Writing for JazzTimes, Mitch Myers commented: "With more than two and a half hours of fairly continuous playing, Solo is a dramatic tour de force. Alternating between long passages on the bass and violin, Grimes plucks and bows with great clarity and imagination, and a seemingly endless supply of bold musical ideas... It's the fearless confidence Grimes exudes on bass that is most impressive, and his stream-of-consciousness solo work puts him right up there in the pantheon of rare improvisers like his old boss Cecil Taylor. Grimes' technical mastery is sometimes overshadowed by his amazing creativity, but his organic skill with string-driven-things should serve as a clinic for devotees."[1]

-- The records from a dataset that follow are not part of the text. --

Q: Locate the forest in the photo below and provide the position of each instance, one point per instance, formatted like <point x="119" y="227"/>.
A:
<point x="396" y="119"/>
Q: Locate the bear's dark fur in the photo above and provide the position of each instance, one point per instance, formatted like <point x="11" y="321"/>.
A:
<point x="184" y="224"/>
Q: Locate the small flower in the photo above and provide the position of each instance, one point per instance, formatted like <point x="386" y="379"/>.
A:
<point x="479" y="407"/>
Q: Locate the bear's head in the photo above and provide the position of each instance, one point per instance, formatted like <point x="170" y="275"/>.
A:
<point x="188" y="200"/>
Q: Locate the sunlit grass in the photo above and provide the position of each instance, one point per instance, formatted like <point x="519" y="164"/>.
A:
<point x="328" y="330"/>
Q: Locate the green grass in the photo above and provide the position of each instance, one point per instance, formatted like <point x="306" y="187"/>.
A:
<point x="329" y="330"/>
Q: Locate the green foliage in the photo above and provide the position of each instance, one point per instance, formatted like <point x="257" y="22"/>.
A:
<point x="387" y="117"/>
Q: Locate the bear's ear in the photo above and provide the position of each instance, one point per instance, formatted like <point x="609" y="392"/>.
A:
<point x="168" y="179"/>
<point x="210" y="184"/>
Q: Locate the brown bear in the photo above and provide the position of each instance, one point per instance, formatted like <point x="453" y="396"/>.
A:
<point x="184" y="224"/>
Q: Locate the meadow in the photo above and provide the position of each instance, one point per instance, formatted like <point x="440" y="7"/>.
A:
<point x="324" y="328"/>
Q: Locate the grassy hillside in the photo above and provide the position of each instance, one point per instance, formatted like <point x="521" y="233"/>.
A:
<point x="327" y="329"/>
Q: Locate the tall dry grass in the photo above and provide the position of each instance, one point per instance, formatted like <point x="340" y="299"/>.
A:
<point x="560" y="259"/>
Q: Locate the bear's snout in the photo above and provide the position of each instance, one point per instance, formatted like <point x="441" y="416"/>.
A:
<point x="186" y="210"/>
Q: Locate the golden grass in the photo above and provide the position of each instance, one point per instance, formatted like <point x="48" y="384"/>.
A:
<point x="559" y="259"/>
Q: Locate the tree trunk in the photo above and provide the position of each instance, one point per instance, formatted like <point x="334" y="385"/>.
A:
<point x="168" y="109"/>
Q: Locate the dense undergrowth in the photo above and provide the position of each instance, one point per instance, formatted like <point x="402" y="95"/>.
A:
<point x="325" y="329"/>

Bill Meyer of DownBeat stated that Grimes "achieves passages where incendiary abandon transmutes into rough-hewn beauty that cracks the nut of conventional harmony and finds sweet meat inside. Anyone who can warm to Billy Bang or Ornette Coleman's bowing will find something of worth when he hits his peak here... His arco playing still matches melodic fluency to a marvelously cavernous tone, and he's at his most lucid rendering bold, complex pizzicato figures." However, Meyer cautioned: "It runs two hours and 34 minutes, which is simply too long... A more listener-friendly approach that mined the session for its best moments and split them into sections would have resulted in a much stronger album."
In a review for AllMusic, Michael G. Nastos wrote: "While it certainly has its moments, the recording goes on and on and on to the point that it makes for a challenging listening experience, even for the most devoted Grimes fan. Moving back and forth between bowed or plucked contrabass and violin, the tones and themes he constructs tackle a combination of harmonic overtone techniques, soulful bluesy inferences, and soaring stratospheric demonstrations within a relative no-time framework. As one listens, occasional melodic themes do crop up, but you have to be patient in order to get to them. There's a playful attitude as Grimes rambles though whole, half, and quarter notes, plucked or explored harmonics with his bow... How you listen to this gargantuan effort depends on your patience for purely abstract music."